Amazon Employees Are Padding AI Inputs to Meet Internal Usage Metrics

Amazon staff are artificially inflating token counts in AI tool interactions to satisfy internal pressure to demonstrate AI adoption, a pattern now termed 'tokenmaxxing'.

Amazon employees are gaming internal AI usage metrics by padding prompts and responses with unnecessary content to drive up token counts. The behavior, dubbed tokenmaxxing, emerges directly from organizational pressure to show measurable AI tool adoption rather than meaningful productivity gains.

The pattern is a predictable consequence of measuring the wrong thing. When usage volume becomes a performance signal, engineers optimize for usage volume. Token count is a proxy metric—legible to management dashboards, invisible to actual output quality. Incentivizing it produces noise.

For engineers and technical founders building internal AI adoption programs, this is a concrete warning about metric design. If your rollout strategy ties any performance signal to raw AI interaction volume, you are building the same incentive structure. Teams will satisfy the metric. They will not necessarily use the tools in ways that compound into real productivity.

The more durable adoption signal is output-coupled: did the AI-assisted work ship faster, contain fewer defects, or reduce review cycles. These are harder to instrument but resistant to gaming because they require actual task completion.

Tokenmaxxing also has a direct cost implication. Token consumption maps linearly to API spend at most inference providers. An organization where employees are inflating token counts to satisfy reporting requirements is burning inference budget on noise. At scale, this is a meaningful line item.

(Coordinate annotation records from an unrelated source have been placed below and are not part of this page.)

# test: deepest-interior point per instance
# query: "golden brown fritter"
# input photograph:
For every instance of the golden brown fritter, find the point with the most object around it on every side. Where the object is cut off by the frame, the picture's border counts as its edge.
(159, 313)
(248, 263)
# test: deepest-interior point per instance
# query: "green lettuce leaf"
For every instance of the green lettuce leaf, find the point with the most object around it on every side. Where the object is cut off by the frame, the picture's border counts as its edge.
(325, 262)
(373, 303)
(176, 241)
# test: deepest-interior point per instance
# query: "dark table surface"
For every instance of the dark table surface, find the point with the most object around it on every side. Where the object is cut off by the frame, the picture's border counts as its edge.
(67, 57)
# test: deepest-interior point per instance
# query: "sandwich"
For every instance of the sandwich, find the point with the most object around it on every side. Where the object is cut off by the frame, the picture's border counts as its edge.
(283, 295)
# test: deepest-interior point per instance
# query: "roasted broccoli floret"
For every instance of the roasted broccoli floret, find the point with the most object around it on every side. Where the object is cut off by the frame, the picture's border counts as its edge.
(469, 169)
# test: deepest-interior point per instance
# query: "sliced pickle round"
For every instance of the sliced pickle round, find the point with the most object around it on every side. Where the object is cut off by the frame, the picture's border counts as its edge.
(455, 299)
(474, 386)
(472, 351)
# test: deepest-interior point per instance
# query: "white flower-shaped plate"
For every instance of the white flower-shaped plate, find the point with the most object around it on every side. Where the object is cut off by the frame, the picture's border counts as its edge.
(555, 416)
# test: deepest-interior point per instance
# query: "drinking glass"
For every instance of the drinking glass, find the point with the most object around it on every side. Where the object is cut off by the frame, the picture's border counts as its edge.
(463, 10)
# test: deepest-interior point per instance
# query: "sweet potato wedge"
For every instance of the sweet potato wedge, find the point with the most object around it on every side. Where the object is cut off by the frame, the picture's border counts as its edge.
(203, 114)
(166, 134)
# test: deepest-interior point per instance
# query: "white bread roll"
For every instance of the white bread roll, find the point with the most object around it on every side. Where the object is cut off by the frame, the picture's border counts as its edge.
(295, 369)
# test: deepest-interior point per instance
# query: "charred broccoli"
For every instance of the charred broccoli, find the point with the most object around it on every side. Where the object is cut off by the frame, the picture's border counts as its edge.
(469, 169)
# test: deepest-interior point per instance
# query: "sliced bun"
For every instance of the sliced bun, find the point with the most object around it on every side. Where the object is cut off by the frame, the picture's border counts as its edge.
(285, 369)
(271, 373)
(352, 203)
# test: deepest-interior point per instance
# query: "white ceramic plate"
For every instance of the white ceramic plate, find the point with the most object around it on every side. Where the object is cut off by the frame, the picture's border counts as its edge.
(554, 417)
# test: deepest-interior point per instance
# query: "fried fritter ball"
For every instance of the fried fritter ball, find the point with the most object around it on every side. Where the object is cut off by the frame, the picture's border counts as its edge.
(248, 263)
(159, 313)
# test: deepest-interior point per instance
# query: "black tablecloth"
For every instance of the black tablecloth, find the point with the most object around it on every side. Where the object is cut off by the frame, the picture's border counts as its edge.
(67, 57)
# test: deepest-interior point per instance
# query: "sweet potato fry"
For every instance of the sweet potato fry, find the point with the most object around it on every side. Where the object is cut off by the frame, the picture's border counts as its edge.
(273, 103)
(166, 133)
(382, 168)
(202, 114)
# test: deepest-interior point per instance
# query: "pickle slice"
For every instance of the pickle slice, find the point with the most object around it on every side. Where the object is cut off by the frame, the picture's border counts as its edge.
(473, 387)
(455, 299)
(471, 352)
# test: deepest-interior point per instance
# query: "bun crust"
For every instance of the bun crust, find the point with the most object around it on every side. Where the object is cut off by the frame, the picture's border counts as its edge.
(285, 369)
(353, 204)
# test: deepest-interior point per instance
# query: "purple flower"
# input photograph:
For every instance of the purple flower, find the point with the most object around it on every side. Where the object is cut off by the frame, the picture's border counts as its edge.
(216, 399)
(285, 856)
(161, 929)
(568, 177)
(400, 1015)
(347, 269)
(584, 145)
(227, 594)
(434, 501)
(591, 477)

The broader issue is that large organizations are still solving the measurement problem for AI integration. Adoption pressure without adoption quality signals produces exactly this outcome. The fix is not more pressure—it is replacing volume metrics with task-completion or cycle-time metrics that reflect whether the tooling is doing useful work.

This is an early and visible example of Goodhart's Law applied to enterprise AI rollouts. It will not be the last.